Most certainly this play was not inspired by any conscious theories on life or art. A straightforward, workmanlike picture of everyday people; its very lack of intention made it the more convincing. The author had no axe to grind.
As in life, we saw that the best feelings of an ordinary decent sort of man are expressed, as his ultimate happiness is secured, by 'putting up with his wife's tantrums for love of her dear self.' That is, by some kind of self-control about the small things of life for the sake of the big; an instinctive knowledge of values or sense of proportion; mutual accommodation, and self-expression in self-sacrifice. He would not rush away from her for a change or new experience, to that placid domesticity which, because he had missed it, he—for a moment—supposed would prove ideal.

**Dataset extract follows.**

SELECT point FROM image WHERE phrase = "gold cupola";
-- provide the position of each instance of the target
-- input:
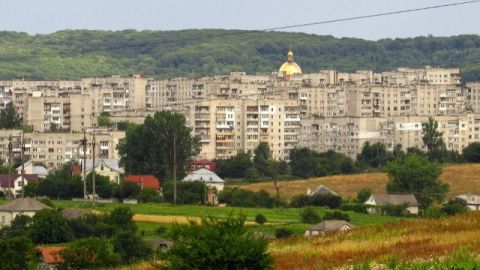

Nevertheless, it is absolutely clear that his
decision does not establish the superiority of passion-storms over carpet slippers. He chose between two women, not between two modes of life: a matter of temperament, and the man's individual, permanent feeling. Though married, he had not—as he too hastily imagined—fallen "out of" love.
Life is distorted to-day by the orgy of crude passion in most second-rate fiction, of which Mr. Evan Morgan's Trial by Ordeal is an extreme case. Unfortunately such novelists have the smart air of being absolutely at home all over the world, without really knowing their way about anywhere.
The leading lady of this brightly variegated human manure-heap is a "vampire, like a sea-breeze, like the noise of a waterfall at night"; her familiar ally is a discreet "sort of lady dressmaker, whose sons, numbering almost equally with her lovers, had forced her to take to a genteel trade." It is a picture of life among "bolsters with the temperaments of wood-lice; . . . among talented women, gifted women, immoral women."
Here Miss Hazell O'Neill "netted a half-blind poet, whom she took out and dusted on bright days and holidays." Him she ultimately left, as part of her luggage, to a landlady
in Jersey; and proceeded to "smash a sculptor with his own statue."